Ma l’eros come energia vitale e forza di congiunzione (legame sociale) diventa anche la causa riattivante della ricerca collettiva. Ed ecco allora in parallelo l’esigenza di chiamare a raccolta con la rivista, il “Lab-Oratorio di un’avanguardia possibile”: è di certo una scommessa in anni di individualismi e narcisismi poetici spinti. E giustamente nelle pagine iniziali Lubrano s’interroga sul “cosa ci resta” (un Que reste-t-il, di taglio però non sentimentale o non solo), dopo un trentennio di scarsa o nessuna udienza. Eppure, al di là della nostalgia, pur comprensibile, per gli anni d’oro del dibattito e della militanza, tuttavia qualcosa si muove.
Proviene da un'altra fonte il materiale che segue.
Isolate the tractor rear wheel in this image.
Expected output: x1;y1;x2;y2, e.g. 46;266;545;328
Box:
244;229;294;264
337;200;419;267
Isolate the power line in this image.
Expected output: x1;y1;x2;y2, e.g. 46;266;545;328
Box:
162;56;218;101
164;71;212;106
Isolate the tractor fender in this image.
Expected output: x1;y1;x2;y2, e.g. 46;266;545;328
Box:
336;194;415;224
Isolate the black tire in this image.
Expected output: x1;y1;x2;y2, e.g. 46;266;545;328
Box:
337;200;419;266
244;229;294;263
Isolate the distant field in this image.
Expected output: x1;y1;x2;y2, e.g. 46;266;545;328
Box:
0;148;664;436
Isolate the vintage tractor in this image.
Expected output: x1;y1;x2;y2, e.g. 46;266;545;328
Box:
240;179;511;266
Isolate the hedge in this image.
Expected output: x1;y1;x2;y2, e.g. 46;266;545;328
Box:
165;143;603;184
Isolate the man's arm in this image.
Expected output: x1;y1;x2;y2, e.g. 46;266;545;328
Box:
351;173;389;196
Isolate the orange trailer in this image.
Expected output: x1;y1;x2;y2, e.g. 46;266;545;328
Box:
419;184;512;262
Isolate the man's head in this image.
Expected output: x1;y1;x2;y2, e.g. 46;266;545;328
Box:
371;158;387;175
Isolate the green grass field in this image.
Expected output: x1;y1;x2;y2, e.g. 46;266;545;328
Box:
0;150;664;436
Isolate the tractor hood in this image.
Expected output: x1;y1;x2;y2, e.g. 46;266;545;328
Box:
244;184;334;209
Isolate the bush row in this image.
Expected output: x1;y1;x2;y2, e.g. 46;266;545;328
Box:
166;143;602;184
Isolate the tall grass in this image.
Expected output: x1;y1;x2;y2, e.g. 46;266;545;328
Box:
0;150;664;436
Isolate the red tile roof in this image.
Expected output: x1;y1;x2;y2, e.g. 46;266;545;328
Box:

Il nuovo numero ospita un contributo di Gaetano delli Santi, Il verso in stato di gliòmmero, che ribadisce con forza la tendenza controcorrente:
Proprio così! Il verso deve infrangere, dirompere, fèndere, lacerare, scavezzare, devastare, sconquassare, stracciare, sbandellare l’orecchio pigro e ogni comune pregiudizio nei riguardi di linguaggi extraletterari. I suoi movimenti non devono concedersi soste… se non cesure che portino in sé anabolismi e assimilazioni di tutto, selezionati dal ritmo interiore dei loro respiri e dei loro impulsi naturali.
Insieme a una sezione dedicata alle poetesse, ci sono qui le riflessioni sull’avanguardia di Francesco Aprile e Paolo Allegrezza. E incontro poi con grande piacere un testo di Nevio Gambula, poeta e attore che seguo con interesse da diverso tempo. Poi, nella parte finale della rivista si tirano i fili dei “luoghi” dell’avanguardia odierna che sono pochi, ma già così, collegati nelle spaziose e fantasiose pagine progettate da Lubrano, non sono più isolati.